Wagner–Rogers Bill
The Wagner–Rogers Bill was proposed United States legislation which would have increased the quota of immigrants by bringing a total of 20,000 Jewish children under the age of 14 to the United States from Nazi Germany. It was never voted out of committee and no floor vote was ever taken on the bill.
Legislation
The Immigration Act of 1924, set limits on the number of immigrants from each country who could be admitted into the United States. By 1939, there were more than 300,000 Germans seeking to leave Nazi Germany and emigrate to the United States, which would have taken more than a decade to fulfill under the quota of 27,000 that would have been permitted on an annual basis under existing law. Marion Edwena Kenworthy worked with Clarence Pickett of the Quaker American Friends Service Committee to advocate on behalf of children among the refugees seeking to emigrate.The bill, largely drafted by Pickett, was jointly sponsored by Senator Robert F. Wagner and Representative Edith Nourse Rogers in the wake of the 1938 Kristallnacht attacks on Jews in Germany. The bill was introduced to Congress on February 9, 1939. Though Wagner specified that children "of every race and creed" would be included and the bill submitted did not specify the religion of the 20,000 German refugees who would be targeted, the primary beneficiaries would have been Jewish children.

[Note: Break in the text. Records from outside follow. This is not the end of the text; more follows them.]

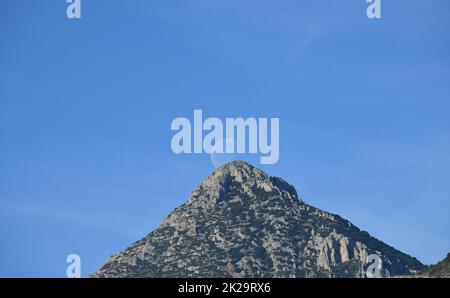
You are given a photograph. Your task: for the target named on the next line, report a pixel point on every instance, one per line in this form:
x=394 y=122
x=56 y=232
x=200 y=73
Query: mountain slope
x=242 y=223
x=441 y=269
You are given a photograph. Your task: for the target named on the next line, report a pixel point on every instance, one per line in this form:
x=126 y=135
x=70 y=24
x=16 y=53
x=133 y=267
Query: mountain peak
x=240 y=222
x=238 y=178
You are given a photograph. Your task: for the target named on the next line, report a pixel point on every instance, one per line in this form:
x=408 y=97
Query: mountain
x=240 y=222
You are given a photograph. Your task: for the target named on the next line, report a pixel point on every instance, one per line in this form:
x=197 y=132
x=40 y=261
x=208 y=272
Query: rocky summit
x=240 y=222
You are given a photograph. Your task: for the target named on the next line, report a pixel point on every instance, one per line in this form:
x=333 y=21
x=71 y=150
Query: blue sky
x=86 y=106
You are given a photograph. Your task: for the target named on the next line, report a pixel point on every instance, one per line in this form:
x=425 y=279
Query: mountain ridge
x=241 y=222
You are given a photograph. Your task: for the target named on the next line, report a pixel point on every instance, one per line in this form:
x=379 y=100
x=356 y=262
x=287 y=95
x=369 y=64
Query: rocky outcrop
x=242 y=223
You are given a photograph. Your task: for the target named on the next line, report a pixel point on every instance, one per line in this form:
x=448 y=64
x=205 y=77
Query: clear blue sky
x=86 y=107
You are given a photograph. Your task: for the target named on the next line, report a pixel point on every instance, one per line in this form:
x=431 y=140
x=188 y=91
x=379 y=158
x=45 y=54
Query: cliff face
x=242 y=223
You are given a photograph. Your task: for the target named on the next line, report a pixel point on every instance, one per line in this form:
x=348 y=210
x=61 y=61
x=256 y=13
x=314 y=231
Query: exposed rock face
x=242 y=223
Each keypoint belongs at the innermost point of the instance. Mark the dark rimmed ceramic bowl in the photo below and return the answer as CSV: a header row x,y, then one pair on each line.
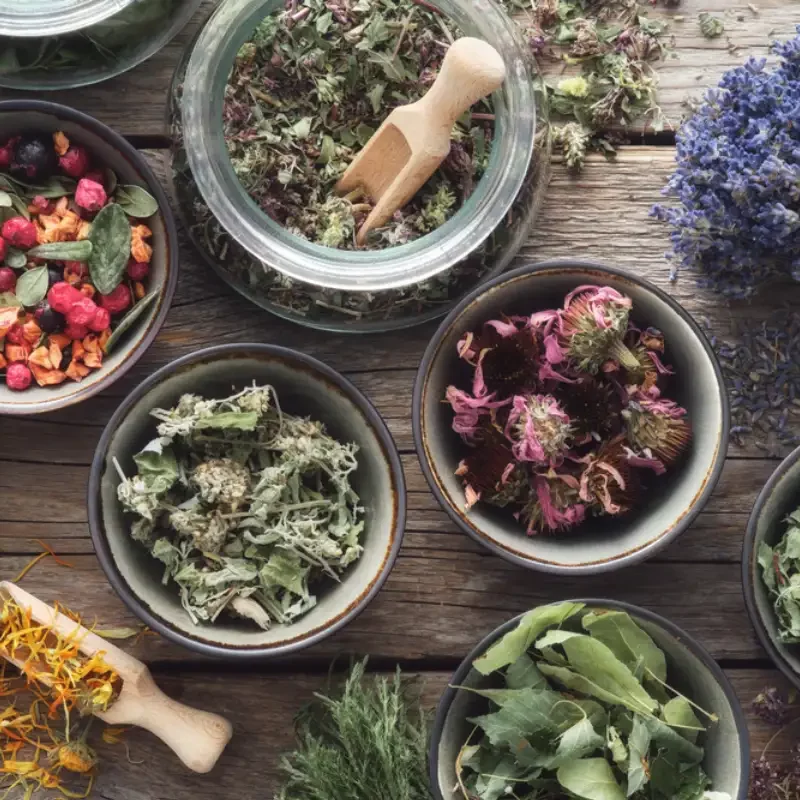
x,y
114,151
779,497
305,386
599,544
691,670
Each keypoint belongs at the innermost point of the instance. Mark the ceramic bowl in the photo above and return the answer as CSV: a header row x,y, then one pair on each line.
x,y
304,386
599,544
109,148
779,497
691,670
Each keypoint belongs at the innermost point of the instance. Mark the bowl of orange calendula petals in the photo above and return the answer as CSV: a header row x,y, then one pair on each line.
x,y
88,256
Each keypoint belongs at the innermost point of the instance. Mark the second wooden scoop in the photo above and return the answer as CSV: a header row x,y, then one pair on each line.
x,y
197,737
414,140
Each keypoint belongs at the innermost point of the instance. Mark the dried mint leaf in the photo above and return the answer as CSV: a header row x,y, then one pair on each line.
x,y
62,251
32,286
110,236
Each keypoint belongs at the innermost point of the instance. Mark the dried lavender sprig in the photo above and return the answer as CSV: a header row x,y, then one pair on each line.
x,y
761,366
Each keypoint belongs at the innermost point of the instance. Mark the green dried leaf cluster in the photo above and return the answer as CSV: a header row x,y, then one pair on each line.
x,y
608,49
582,709
96,48
249,508
780,571
365,742
309,90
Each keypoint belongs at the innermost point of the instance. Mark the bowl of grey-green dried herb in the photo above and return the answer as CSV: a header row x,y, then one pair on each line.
x,y
246,501
771,566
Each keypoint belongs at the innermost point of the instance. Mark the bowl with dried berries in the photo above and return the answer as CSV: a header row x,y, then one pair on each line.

The bill had widespread support among religious and labor groups. In April 1939, the Non-Sectarian Committee for German Refugee Children was formed, which supported the legislation, including presidents of Stanford University and the University of Chicago.
The bill faced vigorous opposition from nationalist organizations and Democrat Senator Robert R. Reynolds of North Carolina, who threatened to mount a filibuster against it. In direct opposition to the Wagner–Rogers Bill, Reynolds proposed legislation that would restrict all immigration for a decade. Those opposed to the bill argued that the children being admitted would take jobs away from an equal number of "American children" and would become a burden on the government, even with families sponsoring their admission into the country.
President Franklin D. Roosevelt supported the bill, but thought he lacked the wherewithal to overcome congressional resistance. His wife, Eleanor Roosevelt, also expressed support for the bill.
A poll by the American Friends Service Committee found that 35 senators were "in favor" of the bill and 34 "probably in favor", which would have been enough for the bill to pass, but a filibuster would have likely caused problems. Nevertheless, the House Immigration Committee never reported the bill out; eleven members were said to be opposed and eight in favor. Historian Richard Breitman argues that, in addition to general anti-immigration sentiment, anti-semitism also played a substantial role in the bill's eventual defeat.